Her second husband was Said Cyrus from Iran, a lecturer at the Chelsea School of Art who co-founded Catherine Walker Ltd with her.

==Career==
She began her life in fashion making and selling children's clothes. She later moved into designing for women, specialising in high-end evening dresses, occasionwear and wedding gowns. In 1976, she and her husband Said Cyrus set up The Chelsea Design Company in Sydney Street, Chelsea. In 1991, Walker was awarded Designer of the Year for Glamour and in 1990 Designer of the Year for Couture at the British Fashion Awards. Walker was diagnosed with breast cancer in 1995. She became a founding sponsor of Breast Cancer Haven.

==Company==
Catherine Walker opened her business in 1977 a small shop in Sydney Street, London. She was a successful couturiere for over 30 years. Walker designed two seasonal collections per year, as well as wedding gowns and she created a range of skincare products. Following her death, her husband Said Cyrus continued the business as head designer. He continues to run it with the same philosophy, focusing on bespoke garments for clients and eschewing runway shows, large marketing campaigns, and the wholesale trade.

==Notable clients==
Many European royals and high-profile individuals have worn Catherine Walker because her very formal designs in a range of colours for daywear and embroidered evening wear closely match the requirements of formal events.

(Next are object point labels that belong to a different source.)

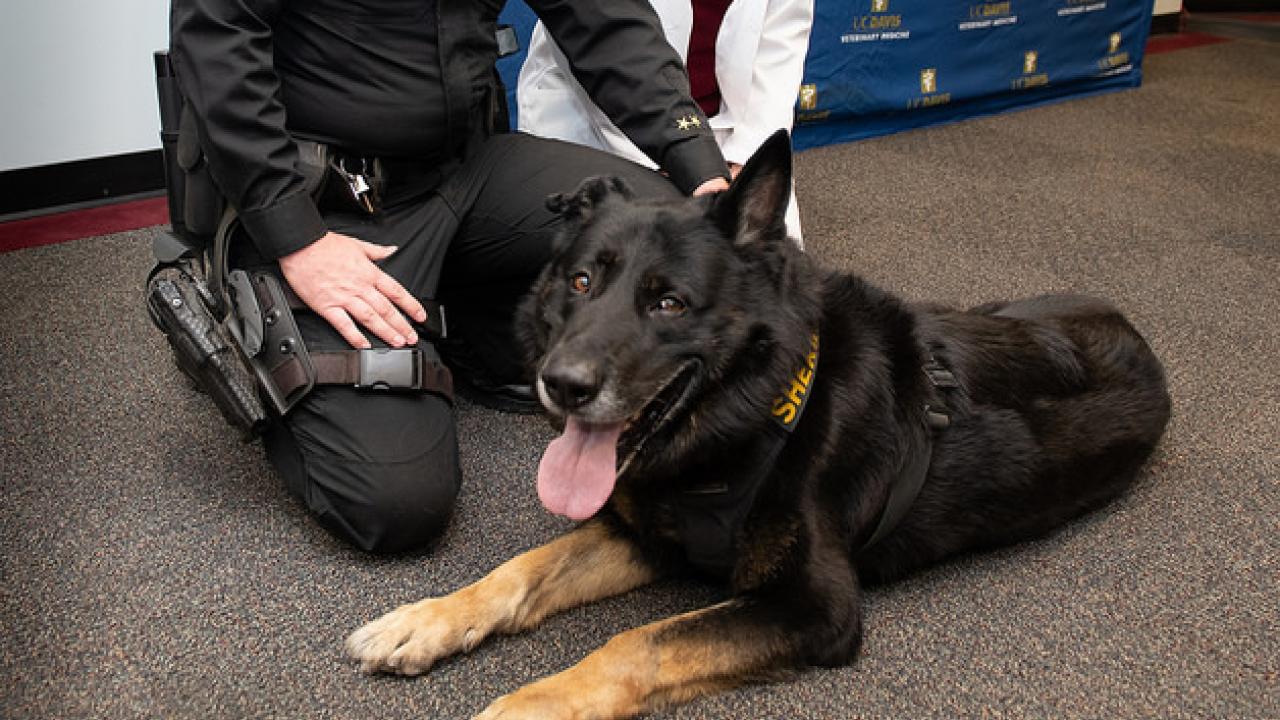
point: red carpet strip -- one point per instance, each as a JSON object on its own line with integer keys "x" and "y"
{"x": 62, "y": 227}
{"x": 1180, "y": 41}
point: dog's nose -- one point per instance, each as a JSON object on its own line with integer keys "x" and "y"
{"x": 571, "y": 384}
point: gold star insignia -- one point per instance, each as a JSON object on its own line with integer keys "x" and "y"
{"x": 689, "y": 122}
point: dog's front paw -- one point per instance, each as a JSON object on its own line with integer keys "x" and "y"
{"x": 408, "y": 639}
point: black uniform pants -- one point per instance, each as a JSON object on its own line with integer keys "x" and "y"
{"x": 380, "y": 469}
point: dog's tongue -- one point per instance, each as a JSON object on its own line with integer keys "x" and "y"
{"x": 579, "y": 469}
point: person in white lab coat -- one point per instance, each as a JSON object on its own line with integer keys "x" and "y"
{"x": 759, "y": 53}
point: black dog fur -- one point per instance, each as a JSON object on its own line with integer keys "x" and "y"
{"x": 1060, "y": 401}
{"x": 673, "y": 332}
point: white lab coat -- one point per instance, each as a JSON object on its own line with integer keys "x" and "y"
{"x": 759, "y": 64}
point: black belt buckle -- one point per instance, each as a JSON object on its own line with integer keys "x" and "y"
{"x": 389, "y": 368}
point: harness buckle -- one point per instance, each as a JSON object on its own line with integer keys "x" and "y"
{"x": 387, "y": 368}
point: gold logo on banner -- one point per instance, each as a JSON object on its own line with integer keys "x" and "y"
{"x": 1031, "y": 78}
{"x": 928, "y": 81}
{"x": 1115, "y": 58}
{"x": 809, "y": 96}
{"x": 929, "y": 89}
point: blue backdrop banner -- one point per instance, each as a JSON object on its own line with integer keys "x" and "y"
{"x": 877, "y": 67}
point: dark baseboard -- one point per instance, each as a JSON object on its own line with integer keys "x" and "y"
{"x": 1166, "y": 23}
{"x": 1232, "y": 5}
{"x": 64, "y": 183}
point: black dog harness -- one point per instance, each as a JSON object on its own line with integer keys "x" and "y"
{"x": 709, "y": 516}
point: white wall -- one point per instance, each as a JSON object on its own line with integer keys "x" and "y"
{"x": 76, "y": 78}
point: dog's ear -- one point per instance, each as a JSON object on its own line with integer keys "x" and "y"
{"x": 589, "y": 194}
{"x": 754, "y": 206}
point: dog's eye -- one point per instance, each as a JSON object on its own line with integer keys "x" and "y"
{"x": 670, "y": 305}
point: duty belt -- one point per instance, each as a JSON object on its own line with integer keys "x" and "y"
{"x": 288, "y": 370}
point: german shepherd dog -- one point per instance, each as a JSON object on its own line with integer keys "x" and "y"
{"x": 730, "y": 406}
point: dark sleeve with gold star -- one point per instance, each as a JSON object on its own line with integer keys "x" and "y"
{"x": 618, "y": 54}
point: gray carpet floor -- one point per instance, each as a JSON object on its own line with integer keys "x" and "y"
{"x": 152, "y": 566}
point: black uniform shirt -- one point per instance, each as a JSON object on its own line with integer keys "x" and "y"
{"x": 402, "y": 78}
{"x": 360, "y": 74}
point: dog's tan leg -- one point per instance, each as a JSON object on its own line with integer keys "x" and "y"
{"x": 588, "y": 564}
{"x": 657, "y": 665}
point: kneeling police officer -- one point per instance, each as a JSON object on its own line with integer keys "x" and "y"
{"x": 362, "y": 153}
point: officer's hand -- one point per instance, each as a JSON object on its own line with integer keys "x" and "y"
{"x": 336, "y": 276}
{"x": 714, "y": 185}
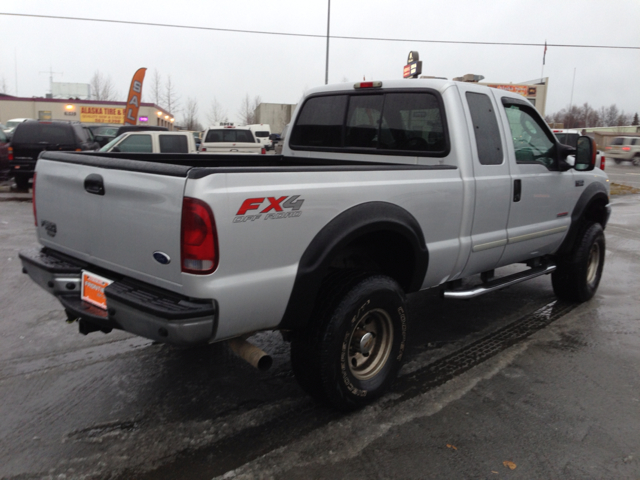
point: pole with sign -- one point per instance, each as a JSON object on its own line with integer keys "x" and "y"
{"x": 413, "y": 68}
{"x": 135, "y": 95}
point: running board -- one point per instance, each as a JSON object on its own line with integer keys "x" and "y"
{"x": 498, "y": 283}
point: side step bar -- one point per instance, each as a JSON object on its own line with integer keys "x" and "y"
{"x": 498, "y": 283}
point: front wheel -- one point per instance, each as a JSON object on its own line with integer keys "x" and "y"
{"x": 354, "y": 346}
{"x": 578, "y": 275}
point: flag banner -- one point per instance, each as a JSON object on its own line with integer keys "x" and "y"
{"x": 135, "y": 96}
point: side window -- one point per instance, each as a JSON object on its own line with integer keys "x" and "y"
{"x": 173, "y": 144}
{"x": 485, "y": 128}
{"x": 136, "y": 144}
{"x": 530, "y": 140}
{"x": 412, "y": 122}
{"x": 363, "y": 119}
{"x": 320, "y": 122}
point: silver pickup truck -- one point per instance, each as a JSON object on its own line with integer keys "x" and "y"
{"x": 382, "y": 189}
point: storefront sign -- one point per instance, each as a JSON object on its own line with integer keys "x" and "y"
{"x": 519, "y": 89}
{"x": 101, "y": 115}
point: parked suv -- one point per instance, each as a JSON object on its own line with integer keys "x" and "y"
{"x": 624, "y": 149}
{"x": 33, "y": 136}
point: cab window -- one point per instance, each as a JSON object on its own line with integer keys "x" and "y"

Diana Spencer, Princess of Wales: Catherine Walker became one of the Princess of Wales' favourite designers. Her professional relationship with Diana began three months after Diana's marriage to Prince Charles in 1981, and lasted until Diana's death sixteen years later, during which time Walker provided the Princess with many of her most iconic garments.

Walker created the dress and lace veil which Diana wore at the Apostolic Palace during a Pontifical audience with Pope John Paul II on 29 April 1985, the same dress Diana was buried in along with a personal rosary gifted to her by Saint Teresa of Calcutta.

Catherine, Princess of Wales: Walker's designs are also chosen by Diana's daughter-in-law, Catherine. Catherine Walker has become one of the current Princess of Wales favourite designers and she chooses to wear the designer's creations for formal engagements.

Prince William had a few coats made by Catherine Walker as a child.

The Duke of Kent's daughter, Lady Helen Taylor (née Windsor), wore a Catherine Walker design for her 1992 wedding to Tim Taylor.

Katharine, Duchess of Kent has worn many designs by Catherine Walker, including a dress to attend William, Prince of Wales's wedding in 2011

Lady Gabriella Kingston has been wearing CW designs since her teenage years and has stayed loyal to the brand. She wore the designer's coatdress to the memorial service for Catherine Walker in 2010. She almost always wears the designer's pieces to the formal royal events, most recently the coronation of King Charles III at Westminster Abbey, London.

Sophie Winkleman formally Lady Frederick Windsor, the sister-in-law of Lady Gabriella Kingston is also a fan of the Catherine Walker fashion house. She has been seen in CW outfit for many formal royal events

Carole Middleton, the mother of Catherine, Princess of Wales wore Catherine Walker for numerous public occasions.

Mette-Marit, Crown Princess of Norway wore a classic Catherine Walker coatdress in red during a Nobel Peace Prize ceremony.

Marie Chevallier – wife of Louis Robert Paul Ducruet (son of Princess Stéphanie of Monaco and Daniel Ducruet), has chosen a Catherine Walker coatdress to attend a Catholic Mass at the Monaco Cathedral during the celebrations marking Monaco's National Day in Monaco, on 19 November 2019.

Judi Dench has worn a bespoke Catherine Walker piece for British Vogue -Ask a legend interview in 2020.

J.K. Rowling wore a Paddington coat dress to receive her insignia as a Member of the Order of the Companions of Honour in 2017.

==Death==
Walker died on 23 September 2010 in a hospital, after being found unconscious by a neighbour at her home in Sussex, England. She had suffered breast cancer, and was a founding sponsor of the charity Breast Cancer Haven. Walker was survived by her second husband Said Ismael Cyrus and two daughters, Naomi and Marianne, from her first marriage.